# Chauvet 1300 Fog Timer hack....



## Mike272 (Oct 14, 2009)

Fantastic tut!


----------



## OpenTrackRacer (Sep 12, 2008)

Good work. I'm not sure how the 1300 works but the 1250 and most other foggers cycle the heater on until it reaches operating temperature and then don't reheat it until it falls back down. If you're only fogging on demand you might find that when triggered, the fogger immediately goes into reheat mode and disables the pump. Just something to be aware of.

Mike


----------



## trent1k1 (Jun 26, 2009)

OpenTrackRacer said:


> If you're only fogging on demand you might find that when triggered, the fogger immediately goes into reheat mode and disables the pump. Just something to be aware of.
> 
> Mike


Open Track-thanks for the tip. I think I have seen on my other (cheap) foggers.

The 1300 has a continuous mode and I havent seen it the reheat problem yet. So far, I am really impressed with the fog output as well.


----------



## andjarnic (Oct 27, 2008)

Where is the DMX on the H1300? Didn't see any DMX option there.. but if there is one, did you look at maybe using DMX instead? It might be more costly tho, but I bet there is DMX switches out there somewhere, or info on how to make a simple DMX controller that could control the fog burst, duration, etc.

Does the H1300 have a volume output knob like the VEI v960 and V3000? That is pretty nice.. didn't know they added that. If only Chauvet hadn't screwed up on the 1250s last year I'd consider them again. I am looking at Antari or American DJ at this point.


----------



## trent1k1 (Jun 26, 2009)

andjarnic said:


> Where is the DMX on the H1300? Didn't see any DMX option there.. but if there is one, did you look at maybe using DMX instead? It might be more costly tho, but I bet there is DMX switches out there somewhere, or info on how to make a simple DMX controller that could control the fog burst, duration, etc.


I'm not using DMX in my haunt yet, and even if I did, the prop this was designed for is a Pirate Cannon triggered by TOTs stepping on a pressure mat. I thought this tutorial may help others in the same situation.


> Does the H1300 have a volume output knob like the VEI v960 and V3000? That is pretty nice.. didn't know they added that. If only Chauvet hadn't screwed up on the 1250s last year I'd consider them again. I am looking at Antari or American DJ at this point.

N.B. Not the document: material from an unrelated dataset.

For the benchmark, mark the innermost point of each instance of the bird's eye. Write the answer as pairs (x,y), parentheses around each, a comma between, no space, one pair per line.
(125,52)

The 1300 does NOT have a volume output on this model. It is supposed to be able to provide continuous fog, and from what I have seen it is more than capable of filling up my garage, and my front yard in a single burst of roughly 25-30 seconds. I chose this fogger because I wanted the TOTs to be able to be able to fire this off without having to wait for a fogger to warm up.


----------



## SpiritOfHalloween (Oct 29, 2009)

Youre brave,


----------